I wonder if the lives of  women who have made something of themselves in the world matter, too, regardless of status, beauty, nationality, color or spouse. America has unleashed the hounds of hell on Melania and it is a difficult thing to watch. It reminds me of the Inquisition, the Salem Witch Trials and all the ways in which we punish those women who offend our highest ideals of who we are, even though we can’t seem to live up to them ourselves.

Jesus said to the mob gathered to stone the woman caught in adultery, “you who are without sin, cast the first stone.” He was good at bursting the bubble of mob mentality.

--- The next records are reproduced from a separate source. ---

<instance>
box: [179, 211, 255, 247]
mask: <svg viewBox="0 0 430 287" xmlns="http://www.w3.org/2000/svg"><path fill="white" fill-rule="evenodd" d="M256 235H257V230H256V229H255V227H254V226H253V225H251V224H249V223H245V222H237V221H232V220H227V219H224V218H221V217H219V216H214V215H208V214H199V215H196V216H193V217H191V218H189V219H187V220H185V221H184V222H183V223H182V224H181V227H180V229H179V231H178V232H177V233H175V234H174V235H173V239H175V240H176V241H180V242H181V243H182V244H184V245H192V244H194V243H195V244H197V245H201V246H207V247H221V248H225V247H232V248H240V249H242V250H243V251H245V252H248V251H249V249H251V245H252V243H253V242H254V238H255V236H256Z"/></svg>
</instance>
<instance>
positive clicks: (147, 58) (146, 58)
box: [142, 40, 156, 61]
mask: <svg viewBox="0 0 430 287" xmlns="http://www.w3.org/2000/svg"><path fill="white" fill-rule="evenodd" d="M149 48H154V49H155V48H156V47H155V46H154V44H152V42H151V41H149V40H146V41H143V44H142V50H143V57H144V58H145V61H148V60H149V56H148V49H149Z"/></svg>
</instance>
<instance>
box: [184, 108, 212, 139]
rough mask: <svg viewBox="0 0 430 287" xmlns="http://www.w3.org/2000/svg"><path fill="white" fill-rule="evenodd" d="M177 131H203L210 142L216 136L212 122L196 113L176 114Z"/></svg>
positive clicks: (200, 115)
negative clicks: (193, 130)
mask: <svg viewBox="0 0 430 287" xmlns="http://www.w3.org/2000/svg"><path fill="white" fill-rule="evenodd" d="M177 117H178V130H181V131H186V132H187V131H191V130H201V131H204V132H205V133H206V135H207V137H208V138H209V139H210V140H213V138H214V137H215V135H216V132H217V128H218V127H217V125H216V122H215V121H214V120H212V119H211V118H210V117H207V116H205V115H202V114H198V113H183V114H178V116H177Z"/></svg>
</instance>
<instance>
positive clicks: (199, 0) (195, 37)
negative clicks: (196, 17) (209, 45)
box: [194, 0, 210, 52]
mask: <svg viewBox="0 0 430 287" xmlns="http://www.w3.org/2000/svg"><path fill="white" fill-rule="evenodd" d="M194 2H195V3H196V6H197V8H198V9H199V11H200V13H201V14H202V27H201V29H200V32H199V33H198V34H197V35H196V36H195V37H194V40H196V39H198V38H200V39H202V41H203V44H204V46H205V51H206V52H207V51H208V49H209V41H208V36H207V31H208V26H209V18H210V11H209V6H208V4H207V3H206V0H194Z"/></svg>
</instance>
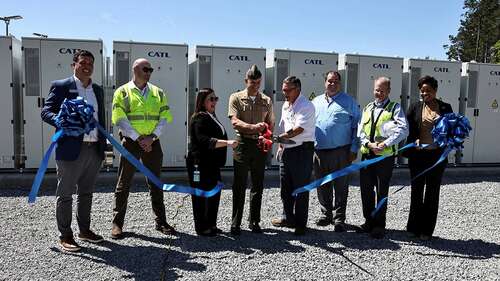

It is clear from my blog that I am not a fan of Trump’s methods, in fact, I wrote about his persona as a Trickster character, bringing out the shadow side in all of us so that we can see the darker aspects of our personalities for what they really are. His tactics bring out the worst in us and I write that this is actually a gift, because it enables us to have the conversations we’ve refused to have, to begin to work through some of our ways of behaving that seek punishment and retribution over forgiveness and love. The article speaks to some of our deeply held core beliefs about women, beliefs that reinforce the statistics of violence against women. Trump seems to bring out the worst in all of us, including his very own family.

If anything, a refreshing response to Melania’s speech would be to offer her refuge from the storm, to grant her the freedom to “go and sin no more,” so to speak.

We seem to be obsessed with living a life that matters, and in this obsession, we put everyone on the stand who seems to stand in the way. But are we willing to explore the realms within us and with others where mattering occurs? What makes a life matter is not achievement, fame, fortune, wealth, popularity or beauty. The hyper focus on these things in our world, played out in the example of Donald Trump, gives us a sense of importance and maybe even power, (and in Trump’s shadow, humiliation) but it’s not the same thing as having a life that matters. The way in which you can live a life that matters, in other words, feel as if your spirit is being transferred into matter over the course of your lifetime, (what we as Christians call the twice born soul, the second birth), is by walking away from a life controlled by dominance and transferring your life into love, the being and doing of love in the world.

There are many creative ways in which this is done, artists do it through creation, teachers with their students, engineers with projects that enable humans to live better lives, people who decide to invest their hearts in communities of diversity, and on and on. The reality is, it cannot be done alone and there is simply no one “right” way to love, but it must be done with others, you need others to help you create a life that matters.

It is the giving and the receiving of love in its many forms that turns your life into something that feels like matter in the larger world.

We all have the opportunity to live lives that truly matter, to walk away from those areas of our lives that make us feel as if we don’t matter and move toward the people, places and things that help us transfer our love into the world.

 

Rev. Sherry Cothran is the pastor at St. John’s West UMC, Nashville, TN, a writer, musician, speaker and Co-Founder of  Dreamweave: Transforming the Lives of Incarcerated Women Through Social Enterprise.